Tag: philosophy

  • Echo and the Eye

    An echo is our own perception of a returning wave. Listening to it is hearing our own hearing happening somewhere, somewhen.

    Listening is a totally different process than recording a sound. If we use a mechanical device to record a wave and its echo (to separate ourselves from the observer’s point of view), we capture a pattern of the wave — an image. But there is no way to truly experience a sound or an echo without experiencing it in time. We may look at spectrograms, but it is the temporal unfolding that makes listening such a delicate tool for observing — lose your focus for a second, and you might miss it…

    Perhaps it is due to the speed of light and the biological structure of our eye that we tend to associate seeing with what happens right now. But from studying visual illusions, we also know that our mind is easily fooled. We might see movement in a still image or make wrong assumptions about the dimensions of the world. But the visual world does not echo in the same way as the sonorous world.

    Jean-Luc Nancy remarks in Listening: “Whereas visible or tactile presence occurs in a motionless ‘at the same time,’ sonorous presence is an essentially mobile ‘at the same time…’”

    For Nancy, listening is observing the internal resonance of a sound within us. To experience listening, we have to co-exist with the sound for its whole duration. A text or an image doesn’t impose a fixed timeline for our perception, although it may hint at one. But a sound, with its echoes, always has a strong temporal correlation. You can’t change the timing (tempo) of the sound without changing its properties; a sound is not as translatable as theoretical concepts — it is much more delicate than that.

  • Surfing at Cosmic Speeds

    Echo is a relational phenomenon, always relative to the observer.

    If we were to surf the soundwave at the same speed it moves, we wouldn’t hear it (theoretically, at least). There would be no return of the sound — only silence, unless we fell, and the wave would crash over us.

    Surfing the soundwave is surfing in complete silence. But surfing the lightwave is even crazier. Because light travels through space at maximum speed, from the point of view of the photon, there is no temporal shift between the moment it is emitted and the moment it arrives at its final destination. Everything it sees on its journey stands in absolute stillness.

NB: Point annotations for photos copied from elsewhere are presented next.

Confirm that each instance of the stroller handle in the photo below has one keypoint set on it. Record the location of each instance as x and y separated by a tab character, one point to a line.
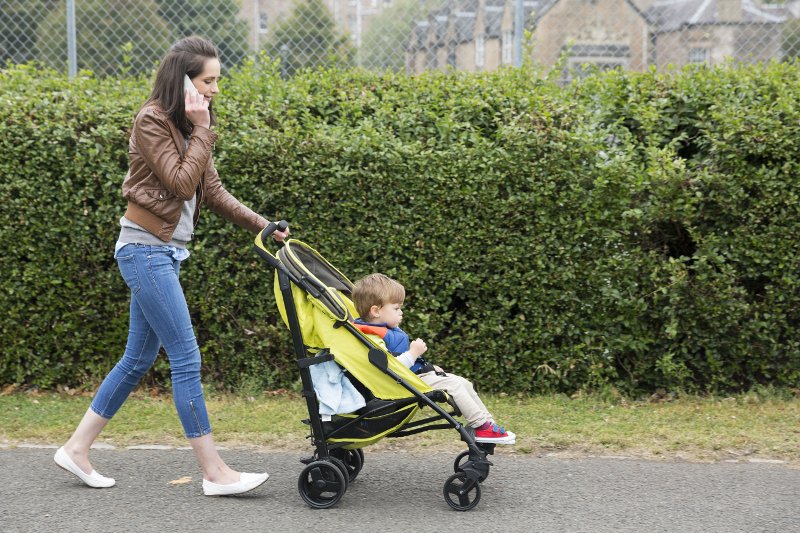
261	239
271	227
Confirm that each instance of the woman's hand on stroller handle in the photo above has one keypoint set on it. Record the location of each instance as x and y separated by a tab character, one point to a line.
278	230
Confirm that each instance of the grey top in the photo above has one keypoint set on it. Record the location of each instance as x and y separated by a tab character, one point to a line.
130	232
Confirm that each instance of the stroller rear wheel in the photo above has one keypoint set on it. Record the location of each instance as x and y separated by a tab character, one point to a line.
461	493
353	461
322	484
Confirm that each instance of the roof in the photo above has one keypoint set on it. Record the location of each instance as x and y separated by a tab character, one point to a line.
671	15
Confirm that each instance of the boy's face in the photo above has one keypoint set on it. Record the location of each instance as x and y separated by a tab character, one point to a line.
390	314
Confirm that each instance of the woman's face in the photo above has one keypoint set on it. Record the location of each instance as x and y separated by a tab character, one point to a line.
206	81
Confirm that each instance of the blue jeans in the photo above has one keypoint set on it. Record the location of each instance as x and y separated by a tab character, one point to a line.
159	316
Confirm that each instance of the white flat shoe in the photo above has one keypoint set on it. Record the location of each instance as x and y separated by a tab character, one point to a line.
94	479
247	482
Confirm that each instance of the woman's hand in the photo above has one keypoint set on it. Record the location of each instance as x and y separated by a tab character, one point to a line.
279	235
197	108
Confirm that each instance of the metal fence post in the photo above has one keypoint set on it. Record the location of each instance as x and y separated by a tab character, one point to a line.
72	49
519	31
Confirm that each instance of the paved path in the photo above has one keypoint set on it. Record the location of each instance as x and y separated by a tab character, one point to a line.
399	491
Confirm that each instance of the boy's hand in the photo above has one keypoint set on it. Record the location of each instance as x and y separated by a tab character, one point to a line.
417	347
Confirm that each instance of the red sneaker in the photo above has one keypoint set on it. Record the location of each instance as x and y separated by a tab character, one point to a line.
495	435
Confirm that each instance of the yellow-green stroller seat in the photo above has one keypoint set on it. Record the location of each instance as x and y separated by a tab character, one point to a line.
314	301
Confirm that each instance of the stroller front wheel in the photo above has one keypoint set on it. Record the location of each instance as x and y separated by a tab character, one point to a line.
322	484
461	493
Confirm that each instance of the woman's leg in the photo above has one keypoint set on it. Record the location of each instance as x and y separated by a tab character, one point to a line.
168	314
140	352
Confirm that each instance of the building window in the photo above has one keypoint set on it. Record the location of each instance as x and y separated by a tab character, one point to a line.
508	47
480	50
698	55
587	58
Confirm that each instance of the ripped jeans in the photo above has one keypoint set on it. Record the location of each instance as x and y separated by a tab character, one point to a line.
158	316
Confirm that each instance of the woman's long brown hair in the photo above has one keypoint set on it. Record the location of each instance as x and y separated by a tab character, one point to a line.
186	57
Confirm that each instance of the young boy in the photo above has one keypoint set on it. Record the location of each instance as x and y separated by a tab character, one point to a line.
379	301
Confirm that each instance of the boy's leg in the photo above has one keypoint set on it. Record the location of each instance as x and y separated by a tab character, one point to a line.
463	394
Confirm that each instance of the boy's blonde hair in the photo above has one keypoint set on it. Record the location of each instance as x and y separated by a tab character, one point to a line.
376	289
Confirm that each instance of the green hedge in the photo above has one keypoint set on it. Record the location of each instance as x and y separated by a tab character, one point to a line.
630	231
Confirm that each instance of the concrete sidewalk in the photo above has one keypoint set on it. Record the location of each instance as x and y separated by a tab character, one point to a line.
399	491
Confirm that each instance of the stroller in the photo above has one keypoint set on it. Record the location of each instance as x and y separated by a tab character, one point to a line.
314	301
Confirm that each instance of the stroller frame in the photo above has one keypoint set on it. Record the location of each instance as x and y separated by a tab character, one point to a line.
335	464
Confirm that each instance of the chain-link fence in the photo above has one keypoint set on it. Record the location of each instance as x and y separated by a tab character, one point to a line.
115	36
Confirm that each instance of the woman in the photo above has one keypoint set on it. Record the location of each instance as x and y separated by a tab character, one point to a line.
171	175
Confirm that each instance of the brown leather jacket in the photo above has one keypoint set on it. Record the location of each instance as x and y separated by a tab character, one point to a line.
164	173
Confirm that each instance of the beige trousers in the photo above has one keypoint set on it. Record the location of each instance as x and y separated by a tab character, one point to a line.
463	394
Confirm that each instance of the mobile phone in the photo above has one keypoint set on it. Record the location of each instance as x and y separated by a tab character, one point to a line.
188	85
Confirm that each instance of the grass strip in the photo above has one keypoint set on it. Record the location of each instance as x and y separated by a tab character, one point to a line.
691	428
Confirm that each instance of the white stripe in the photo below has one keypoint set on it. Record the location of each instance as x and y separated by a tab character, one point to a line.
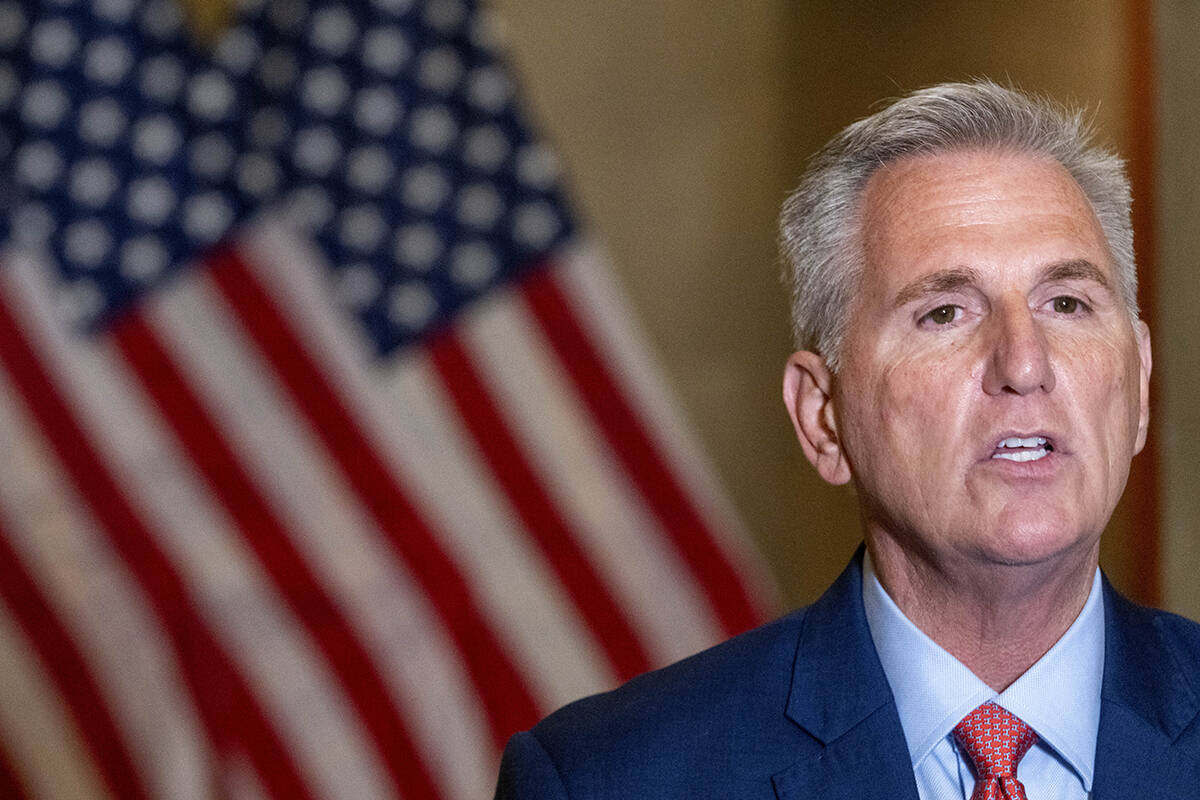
605	316
403	409
573	462
341	543
39	732
102	609
277	661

    If a soundwave had a memory, it might see you as an echo on its journey — passing you by and returning to you a moment later (after reflecting off the wall). But light appears to exist in a completely still, omnitemporal world. It couldn’t have a memory because, from the perspective of the photon, everything from its birth to its death happens at the same time.

    This difference between the visual and auditory senses has been noted by philosophers such as Nancy, Husserl, Bergson, and Ihde, among others.

    In his book Listening, Jean-Luc Nancy writes: “The visual persists until its disappearance; the sonorous appears and fades away into its permanence.”

    And: “Listening takes place at the same time as the sonorous event, an arrangement that is clearly distinct from that of vision […] Visual presence is already there, available, before I see it, whereas sonorous presence arrives.”

    It would be easy to overlook this difference by attributing it solely to the biological differences between the eye and the ear, or by assuming it applies universally to all audio-visually sensitive lifeforms. But I believe there is deeper poetry at play here.

    The luminous world is capable of stillness because the speed of light allows it; the sonorous constantly fades in and fades out.

  • An Animated Wave

    An echo can be understood as a temporal shift in the soundwave. Our minds register the same soundwave returning to us, slightly altered by time and space. From the differences between the original and the time-shifted instances, we are able to read the material qualities of the space we are in. By listening to the echo, we gather information about the space around us and our position in it.

    The fading of the echo is caused by the energy loss of sound as it spreads through space. But while the wave loses energy as it travels, it also gains new information. A sound is not just a wave but also a record of its own journey through time and space. Sounds traverse time and space, but they do not just quietly fade away. They bump into obstacles, rush through materials, losing qualities and resolution, until a filtered, broken, mangled version is left — which, as the energy fades, finally transforms from a lively wave to total stillness.

    For the listener, the fading of energy and timbral changes in sounds are significant markers of their own existence. These changes on our timeline, like the tiny differences between film frames, are what animate our experience. We locate ourselves in time and space by listening to the change of the world.